Will IBM acquisition boost Cloud data services?

IBM has announced the acquisition of Compose and other database as a service (DBaaS) offerings targeted at web and mobile app developers.

IBM has announced the acquisition of Compose, a privately held company that provides MongoDB, Redis, Elasticsearch, PostgreSQL, and other database as a service (DBaaS) offerings targeted at web and mobile app developers.

While the acquisition furthers IBM’s commitment to accelerating developer productivity and innovation around open source, will it significantly boost the tech giant’s cloud data services portfolio?

The cloud database arena is projected to be worth US$14 billion by 2019, with IBM claiming open source databases like MongoDB to be a significant part - “and rapidly growing portion” - of this sector.

Thousands of clients across a variety of industries, including retail, IoT, higher education, marketing services and ecommerce have created over 100,000 databases with Compose.

“Compose’s breadth of database offerings will expand IBM’s Bluemix platform for the many app developers seeking production-ready databases built on open source,” says Derek Schoettle, General Manager, IBM Cloud Data Services.

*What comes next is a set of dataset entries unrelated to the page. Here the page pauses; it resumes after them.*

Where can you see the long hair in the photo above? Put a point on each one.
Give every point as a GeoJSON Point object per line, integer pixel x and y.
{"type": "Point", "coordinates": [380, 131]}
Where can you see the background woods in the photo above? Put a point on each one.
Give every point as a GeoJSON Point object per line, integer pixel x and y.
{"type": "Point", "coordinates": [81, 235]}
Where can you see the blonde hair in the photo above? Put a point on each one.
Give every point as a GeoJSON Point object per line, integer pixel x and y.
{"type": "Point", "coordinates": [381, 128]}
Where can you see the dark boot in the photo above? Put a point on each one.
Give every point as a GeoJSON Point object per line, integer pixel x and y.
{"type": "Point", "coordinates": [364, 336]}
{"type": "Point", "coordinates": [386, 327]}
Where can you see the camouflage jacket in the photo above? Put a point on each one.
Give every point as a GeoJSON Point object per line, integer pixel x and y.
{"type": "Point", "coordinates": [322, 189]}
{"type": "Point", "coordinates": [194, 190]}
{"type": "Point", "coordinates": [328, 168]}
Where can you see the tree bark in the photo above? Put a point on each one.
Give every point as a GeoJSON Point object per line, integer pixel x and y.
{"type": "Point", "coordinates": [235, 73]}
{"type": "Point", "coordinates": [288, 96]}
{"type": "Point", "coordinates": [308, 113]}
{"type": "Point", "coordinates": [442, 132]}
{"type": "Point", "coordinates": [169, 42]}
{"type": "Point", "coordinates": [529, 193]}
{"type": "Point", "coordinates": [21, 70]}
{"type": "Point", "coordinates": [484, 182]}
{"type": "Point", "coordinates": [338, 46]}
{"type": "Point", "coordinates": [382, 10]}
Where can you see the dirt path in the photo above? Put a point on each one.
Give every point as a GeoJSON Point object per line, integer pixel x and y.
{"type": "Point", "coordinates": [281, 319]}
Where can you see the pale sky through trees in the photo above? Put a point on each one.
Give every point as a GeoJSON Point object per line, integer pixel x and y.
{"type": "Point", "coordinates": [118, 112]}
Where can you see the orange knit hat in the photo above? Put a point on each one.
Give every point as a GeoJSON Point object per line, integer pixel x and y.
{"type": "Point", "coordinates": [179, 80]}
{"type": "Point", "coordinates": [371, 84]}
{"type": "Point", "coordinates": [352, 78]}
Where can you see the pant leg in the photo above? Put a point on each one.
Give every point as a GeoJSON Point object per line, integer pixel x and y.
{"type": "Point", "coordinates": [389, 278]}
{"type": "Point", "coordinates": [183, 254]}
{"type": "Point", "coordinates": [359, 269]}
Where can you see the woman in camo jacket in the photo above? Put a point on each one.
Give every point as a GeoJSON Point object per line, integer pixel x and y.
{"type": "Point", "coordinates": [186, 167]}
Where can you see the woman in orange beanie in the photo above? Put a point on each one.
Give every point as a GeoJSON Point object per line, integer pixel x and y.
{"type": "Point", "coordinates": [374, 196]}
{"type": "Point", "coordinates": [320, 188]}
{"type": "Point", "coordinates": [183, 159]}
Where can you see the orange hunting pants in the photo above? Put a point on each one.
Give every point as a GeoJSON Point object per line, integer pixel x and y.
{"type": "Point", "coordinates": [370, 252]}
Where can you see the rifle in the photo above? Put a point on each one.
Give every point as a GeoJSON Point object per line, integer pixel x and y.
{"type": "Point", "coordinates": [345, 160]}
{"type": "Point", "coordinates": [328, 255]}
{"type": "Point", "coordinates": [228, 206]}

“Compose furthers IBM’s commitment to ensuring developers have access to the right tools for the job by offering the broadest set of DBaaS service and the flexibility of hybrid cloud deployment.”

IBM’s Cloud Data Services offerings are integrated services for developers that run on the IBM Cloud platform, Bluemix, with DevOps support teams.

The acquisition of Compose, according to Schoettle, aims to provides IBM with an “enhanced framework” to deliver cloud database services for developers.

“By joining IBM, we will have an opportunity to accelerate the development of our database platform and offer even more services and support to developer teams,” says Kurt Mackey, co-founder and CEO, Compose.

“As developers, we know how hard it can be to manage databases at scale, which is exactly why we built Compose - to take that burden off of our customers and allow them to get back to the engineering they love.”